The loss of Ladera Heights students “could create a situation where many of our most promising academically gifted students from upper middle-class families will leave the district, further separating students on the basis of socioeconomic and racial status,” the report said.
Further, the transfer proposal ignores the significant gains Inglewood schools have made in recent years in the state’s testing and accountability program, according to the report. The district’s overall score on the 2004-05 Academic Performance Index was 679 out of a possible 1,000 -- a 32-point improvement from the previous year. Culver City posted an overall score of 763, approaching the state’s 800 goal.
Ladera Heights leaders dismiss those arguments -- and the report’s contention that their primary motivation is to raise their property values -- as irrelevant and false.
Ronni Cooper, a former Inglewood school board member and current president of the Ladera Heights Civic Assn., said she and her neighbors have tried for years to work with the district and have been opposed.
“All these parents wanted something better for their schools. They tried and they tried, and then they gave up,” Cooper said. Now, families are looking to Culver City for “a viable public school option,” she said.
Gerald Riberio, a mother of three who has been a volunteer and PTA leader at Parent Elementary for more than 16 years, said she has had “countless meetings with the various principals, superintendents and board members.”
She sent her daughters to a private high school but remains vice president of the Parent PTA, even though she no longer has children there.
“My tax dollars are being used by [the district], so it is obvious that the right thing to do is to try to improve the school and the district,” Riberio said. “But it’s been very frustrating.” Now she wants to help her community align with Culver City schools.
“Any good parent wants their children to have the best education possible,” she said.
Ladera resident and Inglewood School Board Vice President Johnny J. Young, in a letter to his fellow residents, condemned the transfer proposal as motivated by property values and as “racism at its worst
“I, along with many others, want the best for all children, which is why I have donated my services as a change agent board member while continuing to be active in the [Inglewood district] over the past 32 years,” said Young, who would be required to give up his board seat if the transfer went through.

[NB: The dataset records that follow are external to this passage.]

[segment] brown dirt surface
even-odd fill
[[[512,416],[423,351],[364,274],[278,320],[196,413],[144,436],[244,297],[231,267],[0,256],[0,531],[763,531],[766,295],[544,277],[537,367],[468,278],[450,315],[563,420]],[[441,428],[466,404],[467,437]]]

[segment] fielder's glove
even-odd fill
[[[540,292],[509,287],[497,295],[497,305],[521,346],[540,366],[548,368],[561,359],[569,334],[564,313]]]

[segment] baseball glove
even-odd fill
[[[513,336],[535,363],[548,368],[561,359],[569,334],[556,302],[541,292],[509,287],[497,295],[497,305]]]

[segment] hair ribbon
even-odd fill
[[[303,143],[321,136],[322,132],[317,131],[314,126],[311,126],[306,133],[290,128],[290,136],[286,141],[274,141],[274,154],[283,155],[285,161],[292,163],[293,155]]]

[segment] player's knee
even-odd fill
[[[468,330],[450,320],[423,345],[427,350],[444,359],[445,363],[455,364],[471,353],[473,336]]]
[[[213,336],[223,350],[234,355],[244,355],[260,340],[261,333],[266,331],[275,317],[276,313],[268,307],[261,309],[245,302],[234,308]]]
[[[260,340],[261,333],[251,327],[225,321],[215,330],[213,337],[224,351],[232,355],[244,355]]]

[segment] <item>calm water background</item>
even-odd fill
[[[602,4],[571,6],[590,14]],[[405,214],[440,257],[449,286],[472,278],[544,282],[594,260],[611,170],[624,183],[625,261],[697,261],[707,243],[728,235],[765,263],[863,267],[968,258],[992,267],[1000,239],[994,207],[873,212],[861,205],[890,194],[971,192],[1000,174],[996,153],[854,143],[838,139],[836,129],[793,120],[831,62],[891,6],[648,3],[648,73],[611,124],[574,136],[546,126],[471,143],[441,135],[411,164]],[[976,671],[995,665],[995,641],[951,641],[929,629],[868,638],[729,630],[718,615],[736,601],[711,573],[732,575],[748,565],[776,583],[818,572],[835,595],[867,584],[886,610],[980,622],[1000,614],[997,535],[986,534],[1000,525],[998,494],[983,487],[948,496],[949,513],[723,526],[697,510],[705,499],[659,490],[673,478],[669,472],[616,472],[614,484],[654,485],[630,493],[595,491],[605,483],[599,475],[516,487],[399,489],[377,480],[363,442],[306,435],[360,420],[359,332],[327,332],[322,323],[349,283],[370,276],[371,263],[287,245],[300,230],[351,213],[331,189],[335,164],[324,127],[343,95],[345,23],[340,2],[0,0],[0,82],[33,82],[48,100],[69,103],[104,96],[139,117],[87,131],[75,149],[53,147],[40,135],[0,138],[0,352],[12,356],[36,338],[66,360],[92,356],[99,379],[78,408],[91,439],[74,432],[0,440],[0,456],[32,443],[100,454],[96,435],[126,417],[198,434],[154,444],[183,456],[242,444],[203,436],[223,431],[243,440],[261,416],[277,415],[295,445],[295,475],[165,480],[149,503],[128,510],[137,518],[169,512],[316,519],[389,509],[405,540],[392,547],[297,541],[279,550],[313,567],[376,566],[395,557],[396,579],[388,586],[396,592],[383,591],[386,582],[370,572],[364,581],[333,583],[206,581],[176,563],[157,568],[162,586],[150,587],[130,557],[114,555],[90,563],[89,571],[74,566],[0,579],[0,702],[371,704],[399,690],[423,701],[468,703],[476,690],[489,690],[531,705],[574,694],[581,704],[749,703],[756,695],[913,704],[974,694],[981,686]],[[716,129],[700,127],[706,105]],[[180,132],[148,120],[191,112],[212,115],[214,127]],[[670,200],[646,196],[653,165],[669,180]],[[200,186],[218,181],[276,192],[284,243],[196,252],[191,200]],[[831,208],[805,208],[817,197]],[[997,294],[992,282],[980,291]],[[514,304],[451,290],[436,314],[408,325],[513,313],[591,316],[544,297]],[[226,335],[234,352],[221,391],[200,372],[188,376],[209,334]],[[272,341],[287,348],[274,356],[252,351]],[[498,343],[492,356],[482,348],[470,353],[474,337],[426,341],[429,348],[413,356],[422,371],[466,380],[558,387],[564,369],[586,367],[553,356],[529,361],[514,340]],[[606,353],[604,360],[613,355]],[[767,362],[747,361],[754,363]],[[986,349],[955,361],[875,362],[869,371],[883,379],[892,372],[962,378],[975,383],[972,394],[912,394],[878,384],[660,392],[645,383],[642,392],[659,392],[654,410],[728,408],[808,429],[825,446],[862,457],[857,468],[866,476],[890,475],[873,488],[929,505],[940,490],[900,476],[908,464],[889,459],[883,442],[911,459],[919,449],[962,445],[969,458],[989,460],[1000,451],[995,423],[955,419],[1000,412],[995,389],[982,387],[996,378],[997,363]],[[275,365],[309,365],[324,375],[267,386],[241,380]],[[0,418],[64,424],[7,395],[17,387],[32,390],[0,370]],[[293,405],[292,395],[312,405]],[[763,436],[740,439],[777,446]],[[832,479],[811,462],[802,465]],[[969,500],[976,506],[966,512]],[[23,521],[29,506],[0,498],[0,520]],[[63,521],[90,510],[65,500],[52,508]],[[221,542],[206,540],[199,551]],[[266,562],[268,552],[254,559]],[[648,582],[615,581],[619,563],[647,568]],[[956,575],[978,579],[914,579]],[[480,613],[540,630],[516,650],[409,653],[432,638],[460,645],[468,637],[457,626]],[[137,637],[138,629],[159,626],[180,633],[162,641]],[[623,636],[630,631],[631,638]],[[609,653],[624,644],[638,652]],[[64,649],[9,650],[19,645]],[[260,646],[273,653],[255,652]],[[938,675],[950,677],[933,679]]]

Supporters of switching school districts point out that their property values already are higher than those in Culver City. They also note that Ladera Heights has many African American families, including the Cooks and some of the other strongest proponents of leaving the Inglewood district.
“It’s unbelievable to me how they’ve tried to make it a racial thing,” Cook said.
The county committee is scheduled to discuss a staff report on the proposal Jan. 18 and could decide then whether to accept it and call an election.
It could delay a decision if it determines that an environmental study should be done and if the state board makes an exception to its timeline rules for such transfers.